怒りのあまりに行動を起こす洋平の娘 愛子、恐れから何もできない洋平、信頼を裏切られたという思いから行動する辰哉と、勇気を示す泉。三つの場面で三様の結末を見せるのですが、幸せな結末、というのがあまり提示されないのがやはり悲しいですね。特に本作の終わり方は、現実的ではあるのですが、やはりやりきれないものがあります。このあたりも「悪人」によく似ています。
抑圧された者の怒り、そして「信じる」ということの難しさ。
そんなことが物語を読み終えて心に残る作品です。

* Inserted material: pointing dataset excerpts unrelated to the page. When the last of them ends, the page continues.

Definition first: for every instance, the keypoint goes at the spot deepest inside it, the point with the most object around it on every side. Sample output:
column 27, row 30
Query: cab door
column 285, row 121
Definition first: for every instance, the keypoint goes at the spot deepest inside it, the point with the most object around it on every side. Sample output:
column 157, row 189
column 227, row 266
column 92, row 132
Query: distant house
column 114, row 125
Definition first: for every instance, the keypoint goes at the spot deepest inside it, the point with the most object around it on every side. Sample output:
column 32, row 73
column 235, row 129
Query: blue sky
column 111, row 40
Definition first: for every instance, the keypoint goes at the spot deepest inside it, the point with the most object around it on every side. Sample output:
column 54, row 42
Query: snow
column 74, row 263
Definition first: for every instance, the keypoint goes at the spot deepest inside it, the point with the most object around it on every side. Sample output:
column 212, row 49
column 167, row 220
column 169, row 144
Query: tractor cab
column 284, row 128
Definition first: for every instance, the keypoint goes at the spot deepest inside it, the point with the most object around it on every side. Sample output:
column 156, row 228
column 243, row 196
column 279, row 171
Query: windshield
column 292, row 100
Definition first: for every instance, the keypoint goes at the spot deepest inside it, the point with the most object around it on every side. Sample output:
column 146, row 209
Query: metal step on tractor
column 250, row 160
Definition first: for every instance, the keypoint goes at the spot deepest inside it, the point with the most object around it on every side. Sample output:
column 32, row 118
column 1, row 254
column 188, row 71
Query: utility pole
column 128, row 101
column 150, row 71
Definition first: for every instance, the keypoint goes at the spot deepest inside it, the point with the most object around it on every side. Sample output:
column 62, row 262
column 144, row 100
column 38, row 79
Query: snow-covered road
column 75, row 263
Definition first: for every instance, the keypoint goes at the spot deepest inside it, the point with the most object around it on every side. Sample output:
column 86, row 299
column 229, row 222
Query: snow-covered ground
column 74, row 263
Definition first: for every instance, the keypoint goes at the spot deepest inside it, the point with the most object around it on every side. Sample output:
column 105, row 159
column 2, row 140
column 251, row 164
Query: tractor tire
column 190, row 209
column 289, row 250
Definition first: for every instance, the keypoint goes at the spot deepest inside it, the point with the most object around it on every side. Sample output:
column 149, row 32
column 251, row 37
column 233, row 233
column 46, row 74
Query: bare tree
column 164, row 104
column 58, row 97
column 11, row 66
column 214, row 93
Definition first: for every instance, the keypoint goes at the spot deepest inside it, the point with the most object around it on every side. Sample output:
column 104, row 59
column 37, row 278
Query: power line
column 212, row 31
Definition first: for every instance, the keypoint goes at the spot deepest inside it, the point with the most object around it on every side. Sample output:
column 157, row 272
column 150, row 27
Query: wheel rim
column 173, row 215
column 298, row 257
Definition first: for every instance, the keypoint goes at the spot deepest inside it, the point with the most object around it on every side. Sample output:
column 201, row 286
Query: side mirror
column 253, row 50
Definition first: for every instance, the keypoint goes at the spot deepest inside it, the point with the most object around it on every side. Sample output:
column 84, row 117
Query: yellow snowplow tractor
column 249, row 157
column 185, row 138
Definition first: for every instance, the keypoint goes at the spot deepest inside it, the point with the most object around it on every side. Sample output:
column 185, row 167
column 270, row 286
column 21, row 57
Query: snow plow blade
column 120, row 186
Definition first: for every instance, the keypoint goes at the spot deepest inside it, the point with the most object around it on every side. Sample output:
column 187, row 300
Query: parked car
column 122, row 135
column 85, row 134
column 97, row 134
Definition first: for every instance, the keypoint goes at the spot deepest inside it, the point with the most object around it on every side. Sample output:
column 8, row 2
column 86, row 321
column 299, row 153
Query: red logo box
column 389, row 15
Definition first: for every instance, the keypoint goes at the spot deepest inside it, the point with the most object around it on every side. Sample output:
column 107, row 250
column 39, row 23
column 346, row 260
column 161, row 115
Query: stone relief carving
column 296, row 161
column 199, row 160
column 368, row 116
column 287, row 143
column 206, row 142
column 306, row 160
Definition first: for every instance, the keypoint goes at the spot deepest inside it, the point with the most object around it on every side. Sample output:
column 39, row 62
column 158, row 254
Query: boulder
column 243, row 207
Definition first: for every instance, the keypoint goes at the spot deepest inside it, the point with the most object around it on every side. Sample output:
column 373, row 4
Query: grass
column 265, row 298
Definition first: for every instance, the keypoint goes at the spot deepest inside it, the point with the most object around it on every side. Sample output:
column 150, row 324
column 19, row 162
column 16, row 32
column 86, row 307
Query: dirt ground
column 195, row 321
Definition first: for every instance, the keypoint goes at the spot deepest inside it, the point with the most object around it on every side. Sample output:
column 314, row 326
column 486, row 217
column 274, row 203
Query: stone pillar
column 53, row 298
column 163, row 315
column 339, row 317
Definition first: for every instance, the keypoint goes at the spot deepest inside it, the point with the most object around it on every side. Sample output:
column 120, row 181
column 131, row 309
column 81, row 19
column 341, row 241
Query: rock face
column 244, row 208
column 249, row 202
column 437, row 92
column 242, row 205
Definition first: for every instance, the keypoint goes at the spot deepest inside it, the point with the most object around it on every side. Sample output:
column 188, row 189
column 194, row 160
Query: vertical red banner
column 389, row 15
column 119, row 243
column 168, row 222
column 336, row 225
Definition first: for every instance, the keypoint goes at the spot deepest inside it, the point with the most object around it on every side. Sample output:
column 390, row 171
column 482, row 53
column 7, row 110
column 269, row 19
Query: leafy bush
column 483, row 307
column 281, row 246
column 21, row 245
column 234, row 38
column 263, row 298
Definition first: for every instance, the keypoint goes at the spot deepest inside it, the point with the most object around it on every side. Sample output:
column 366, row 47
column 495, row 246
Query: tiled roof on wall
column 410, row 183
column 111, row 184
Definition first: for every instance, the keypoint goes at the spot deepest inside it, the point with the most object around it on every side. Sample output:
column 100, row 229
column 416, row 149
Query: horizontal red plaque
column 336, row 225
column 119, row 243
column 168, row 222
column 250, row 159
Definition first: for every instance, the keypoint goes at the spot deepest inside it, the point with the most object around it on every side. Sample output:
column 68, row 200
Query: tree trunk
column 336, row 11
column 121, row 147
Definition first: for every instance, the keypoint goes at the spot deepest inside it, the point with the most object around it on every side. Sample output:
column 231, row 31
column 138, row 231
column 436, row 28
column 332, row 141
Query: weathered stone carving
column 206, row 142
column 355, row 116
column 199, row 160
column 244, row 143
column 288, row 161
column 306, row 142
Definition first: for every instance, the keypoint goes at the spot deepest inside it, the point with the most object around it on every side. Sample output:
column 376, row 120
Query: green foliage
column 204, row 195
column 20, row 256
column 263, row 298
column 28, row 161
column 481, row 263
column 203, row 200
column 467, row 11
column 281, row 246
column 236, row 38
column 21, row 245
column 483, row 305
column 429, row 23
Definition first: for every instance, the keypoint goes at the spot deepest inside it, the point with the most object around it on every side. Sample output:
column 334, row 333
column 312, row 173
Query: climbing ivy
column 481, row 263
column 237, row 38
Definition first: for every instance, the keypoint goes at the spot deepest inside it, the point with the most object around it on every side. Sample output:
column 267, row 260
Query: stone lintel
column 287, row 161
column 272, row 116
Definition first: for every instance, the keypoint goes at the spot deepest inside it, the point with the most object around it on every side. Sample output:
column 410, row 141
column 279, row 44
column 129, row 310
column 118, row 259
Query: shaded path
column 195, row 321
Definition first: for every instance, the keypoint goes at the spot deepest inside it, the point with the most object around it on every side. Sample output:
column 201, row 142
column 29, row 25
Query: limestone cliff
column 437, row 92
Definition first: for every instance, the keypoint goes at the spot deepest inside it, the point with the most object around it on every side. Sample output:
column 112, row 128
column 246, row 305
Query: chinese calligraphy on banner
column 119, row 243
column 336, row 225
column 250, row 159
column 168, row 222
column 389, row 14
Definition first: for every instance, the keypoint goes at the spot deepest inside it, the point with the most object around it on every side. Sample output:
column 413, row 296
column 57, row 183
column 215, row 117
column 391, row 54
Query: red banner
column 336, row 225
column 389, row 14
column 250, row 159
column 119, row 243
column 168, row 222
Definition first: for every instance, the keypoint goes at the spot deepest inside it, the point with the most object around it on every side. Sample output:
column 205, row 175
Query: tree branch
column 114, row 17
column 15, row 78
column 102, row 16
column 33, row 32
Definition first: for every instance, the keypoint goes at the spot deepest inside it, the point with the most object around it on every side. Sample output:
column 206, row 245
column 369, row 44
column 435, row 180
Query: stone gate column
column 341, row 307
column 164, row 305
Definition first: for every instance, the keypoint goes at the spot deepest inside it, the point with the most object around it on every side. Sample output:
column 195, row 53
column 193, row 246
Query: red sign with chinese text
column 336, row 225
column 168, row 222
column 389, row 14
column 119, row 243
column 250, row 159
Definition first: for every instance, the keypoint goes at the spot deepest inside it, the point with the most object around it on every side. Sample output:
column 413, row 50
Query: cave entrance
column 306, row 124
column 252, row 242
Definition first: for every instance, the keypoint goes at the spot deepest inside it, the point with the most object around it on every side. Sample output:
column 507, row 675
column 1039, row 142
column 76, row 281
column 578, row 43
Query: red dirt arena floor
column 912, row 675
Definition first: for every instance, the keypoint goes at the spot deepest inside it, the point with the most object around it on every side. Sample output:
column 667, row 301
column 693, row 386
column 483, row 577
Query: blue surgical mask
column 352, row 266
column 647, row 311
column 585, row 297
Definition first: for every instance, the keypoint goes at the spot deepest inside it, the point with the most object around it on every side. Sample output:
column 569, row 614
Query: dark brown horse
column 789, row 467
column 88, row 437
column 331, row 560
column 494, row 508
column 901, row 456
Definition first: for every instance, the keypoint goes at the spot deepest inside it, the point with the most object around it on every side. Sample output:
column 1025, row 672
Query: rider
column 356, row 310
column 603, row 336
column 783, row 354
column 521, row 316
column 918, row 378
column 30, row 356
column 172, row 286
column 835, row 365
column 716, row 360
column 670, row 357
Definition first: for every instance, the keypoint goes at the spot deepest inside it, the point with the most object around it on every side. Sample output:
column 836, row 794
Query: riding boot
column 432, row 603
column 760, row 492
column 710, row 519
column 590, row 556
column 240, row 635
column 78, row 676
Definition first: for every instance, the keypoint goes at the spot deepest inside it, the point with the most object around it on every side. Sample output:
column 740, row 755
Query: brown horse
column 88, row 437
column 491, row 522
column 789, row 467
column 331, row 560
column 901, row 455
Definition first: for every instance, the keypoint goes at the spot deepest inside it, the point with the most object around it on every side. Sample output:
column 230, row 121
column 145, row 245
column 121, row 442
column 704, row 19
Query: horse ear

特に本作では以下の二つの言葉が印象に残りました。
大切な人ができるというのは、これまで大切だったものが大切ではなくなることなのかもしれない。大切なものは増えるのではなく、減っていくのだ。
『馬鹿にしないで』
最初の言葉は家族を持つ身としては非常に実感できる言葉です。そして二つ目の言葉では作中では抑圧される者の叫びの声として使われています。
一つの殺人事件を軸として描かれた三者三様の物語。作中で刑事の北見が言っていますが、自分の近くにいる人を「殺人犯かもしれない」と疑わなければならない状況に至るまでには各人の中に様々な葛藤があるのではないかと思います。信じること。疑うこと。繰り返しになりますが、やはりここをこれだけしっかりと描ける吉田修一さんは凄い、と感じました。